Search code examples
xmltalend

Talend XML metadata with multiple similar tags within the loop


I was wondering what would be the best way to create metadata of an XML file with this format:

<?xml version="1.0" encoding="utf-8"?>
<django-objects version="1.0">
    <object pk="8" model="auth.user">
        <field type="CharField" name="username">jd</field>
        <field type="CharField" name="first_name">John</field>
        <field type="CharField" name="last_name">Doe</field>
        <field type="CharField" name="email">[email protected]</field>
    </object>
    <object pk="2102684" model="auth.user">
        <field type="CharField" name="username">kr</field>
        <field type="CharField" name="first_name">Karl</field>
        <field type="CharField" name="last_name">Row</field>
        <field type="CharField" name="email">[email protected]</field>
    </object>
  .... etc
</django-objects>

The problem here is that the tag repeats multiple times (instead of having a separate <username>, <first_name>, etc tag), which causes the default metadata mapping to only return the first occurance (username).

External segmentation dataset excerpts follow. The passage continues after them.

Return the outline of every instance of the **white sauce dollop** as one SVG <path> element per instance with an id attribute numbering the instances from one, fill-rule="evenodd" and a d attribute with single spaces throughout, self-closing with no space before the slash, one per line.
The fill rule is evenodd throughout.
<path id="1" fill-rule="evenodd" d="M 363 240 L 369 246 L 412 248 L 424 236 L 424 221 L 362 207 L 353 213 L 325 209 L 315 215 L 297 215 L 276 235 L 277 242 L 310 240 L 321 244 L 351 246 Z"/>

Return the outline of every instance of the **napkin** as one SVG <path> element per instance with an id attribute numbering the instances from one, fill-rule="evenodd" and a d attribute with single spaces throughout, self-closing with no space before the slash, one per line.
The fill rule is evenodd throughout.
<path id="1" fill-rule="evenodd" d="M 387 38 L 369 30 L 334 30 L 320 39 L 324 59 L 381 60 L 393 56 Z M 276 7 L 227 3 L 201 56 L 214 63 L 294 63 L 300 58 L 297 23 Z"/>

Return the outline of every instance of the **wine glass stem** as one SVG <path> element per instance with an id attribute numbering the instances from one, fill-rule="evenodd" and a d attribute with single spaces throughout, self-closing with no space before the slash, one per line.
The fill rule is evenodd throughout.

How can I best map this kind of data?

Thanks koen


Solution

  • Ok, this was a newbee question I guess: I figured it out. I just need to use XPATH to map the fields to new columns. For instance:

        <field type="CharField" name="username">jd</field>
    

    maps like this using a tFileInputMSXML component:

        "field[@name='username']". 
    

    Every field tag is mapped like this. Works like a charm.